ソシャゲ会社の人間としてソシャゲのイベントを分析してみる

先日iphoneで、過去の課金履歴がみれることを知って興味本位で遡って計算していたらあっという間に50万を超えてしまい真顔になってそっ閉じしたチャットです。課金は計画的に・・・

さて、そんな僕ですが、ソシャゲを本気で遊んできたなかで感じたり気づいたことを、運営側の人間としてもいったん言語化したいなと思いまして。

それではツラツラ書いていきたいと思います。

ソシャゲのイベントについて

ソシャゲのイベントは基本的に以下の形のいずれかであることが多いです。

では、それぞれについてもう少し細かく観察してみます。

マラソン

特定のクエストをひたすら周回するタイプのイベントです。
周回していくたびにポイントが溜まっていきその獲得したポイントに応じて報酬が与えられるというのが基本です。

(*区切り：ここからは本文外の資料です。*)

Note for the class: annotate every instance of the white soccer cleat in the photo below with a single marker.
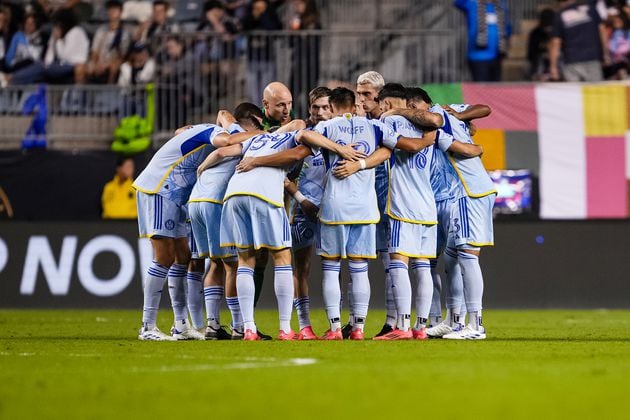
(440, 330)
(467, 333)
(187, 334)
(153, 334)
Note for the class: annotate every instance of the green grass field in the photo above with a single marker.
(90, 365)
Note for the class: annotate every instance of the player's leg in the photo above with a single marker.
(283, 286)
(360, 246)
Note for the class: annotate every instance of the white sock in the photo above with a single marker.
(435, 314)
(332, 292)
(455, 289)
(195, 298)
(177, 290)
(401, 287)
(473, 280)
(421, 271)
(152, 293)
(390, 304)
(235, 310)
(283, 286)
(213, 296)
(245, 289)
(302, 307)
(360, 290)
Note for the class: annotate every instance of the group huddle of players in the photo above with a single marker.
(383, 172)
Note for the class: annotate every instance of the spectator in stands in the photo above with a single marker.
(109, 46)
(152, 31)
(139, 67)
(14, 52)
(119, 197)
(489, 31)
(303, 15)
(262, 15)
(579, 34)
(538, 46)
(178, 93)
(36, 38)
(618, 45)
(66, 54)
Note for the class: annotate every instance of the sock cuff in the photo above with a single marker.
(157, 270)
(177, 270)
(397, 265)
(194, 276)
(331, 265)
(283, 269)
(358, 266)
(245, 270)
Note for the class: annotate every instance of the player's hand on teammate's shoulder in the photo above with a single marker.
(345, 168)
(246, 164)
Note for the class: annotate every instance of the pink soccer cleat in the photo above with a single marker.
(395, 335)
(420, 334)
(307, 333)
(333, 335)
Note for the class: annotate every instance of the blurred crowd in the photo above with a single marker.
(71, 41)
(581, 41)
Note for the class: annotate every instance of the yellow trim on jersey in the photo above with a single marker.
(413, 222)
(412, 255)
(263, 198)
(240, 246)
(170, 169)
(461, 179)
(352, 222)
(205, 200)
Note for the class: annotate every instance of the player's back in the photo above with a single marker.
(410, 194)
(471, 172)
(172, 172)
(353, 199)
(264, 182)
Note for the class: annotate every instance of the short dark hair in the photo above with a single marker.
(318, 92)
(248, 112)
(113, 3)
(418, 94)
(341, 97)
(392, 90)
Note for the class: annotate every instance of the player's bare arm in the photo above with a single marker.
(418, 117)
(218, 155)
(315, 139)
(282, 159)
(307, 206)
(345, 168)
(471, 113)
(466, 150)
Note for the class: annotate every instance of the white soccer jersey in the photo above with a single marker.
(351, 200)
(471, 172)
(172, 172)
(263, 182)
(410, 196)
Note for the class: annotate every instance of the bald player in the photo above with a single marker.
(277, 106)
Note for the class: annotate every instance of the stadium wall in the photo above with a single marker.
(560, 264)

獲得したポイントをアイテムと交換できたり、獲得したポイントの累積値によって報酬が与えられたりします。
または、獲得したポイントをランキング形式で競わせて順位に応じた報酬を与えるというのもあります。

報酬があるといえど、基本的には同じことの繰り返しになってしまうのでいかにユーザを飽きさせないかが重要にもなってきます。
よくあるのはストーリーを用意して一定ポイントごとにそのストーリーが開放されていく。などなど。
もちろんコストが掛かるのですべてのソシャゲがそうやっているとは限らないです。
※ただ、1年以上続ける場合来年は復刻として同じものをだせるのでそこはかなりでかいと思います。

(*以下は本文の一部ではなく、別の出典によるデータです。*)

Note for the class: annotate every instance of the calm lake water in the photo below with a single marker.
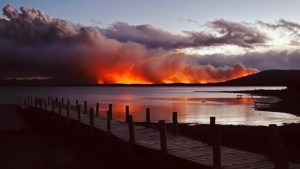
(193, 104)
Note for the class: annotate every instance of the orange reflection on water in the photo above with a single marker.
(188, 109)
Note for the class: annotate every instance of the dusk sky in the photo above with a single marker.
(134, 41)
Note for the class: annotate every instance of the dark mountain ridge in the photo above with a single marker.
(264, 78)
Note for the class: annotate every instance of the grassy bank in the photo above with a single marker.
(249, 138)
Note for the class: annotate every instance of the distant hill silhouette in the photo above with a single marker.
(268, 78)
(290, 78)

ユーザ的には掛けた時間がそのまま結果(報酬)として反映されるので一番わかりやすいイベントでもあります。

なお、ソシャゲによってはスタミナ回復が非常にシビアで絶対に課金してスタミナを回復しないと完走できないものもあります。
ただそういうソシャゲは多くの場合、
例えば最高レアリティのキャラをガチャで獲得できる期待値が3万円の場合、必ず、それより低い期待値でそのレアリティのキャラが獲得できるようになったりしています。(もしくはそれと同等かそれ以上の価値の報酬が用意されている)

普段であれば、スタミナ回復に課金なんてするわけねえだろ!
って考えるところですが、ユーザ(僕も)はこのときばかりはニコニコしながら課金しまくります。
いかにユーザに、「このイベントはお金払ってでもスタミナ回復する価値があるんですよ^^」って伝えられるかが非常に重要だなと感じます。

レイド

複数人でCPUを相手にするタイプのイベントです。
CPUを相手にするという意味ではマラソンと同じですが、こちらは複数人で強大なボスを叩くというのが面白さのポイントです。
最初は自分ひとりでも倒せる程度なんですが倒すに連れてボスが強大になっていくため協力を余儀なくされていきます。

この協力するというのがとても大事でいかに、【協力して戦っているか】、【協力したことで倒せた!】というのをユーザに経験してもらうかがポイントです。

ボスを討伐し終わったときに、
雑魚プレイヤーワイ「(顔も知らない【ファイナルたかし】さん、本当にありがとう・・・!)」
ファイナルたかし「ふ、俺のおかげでこの人はボスを倒せたってはっきりわかんだね」

といった関係ができるとユーザは楽しんで遊べるのかなと思います。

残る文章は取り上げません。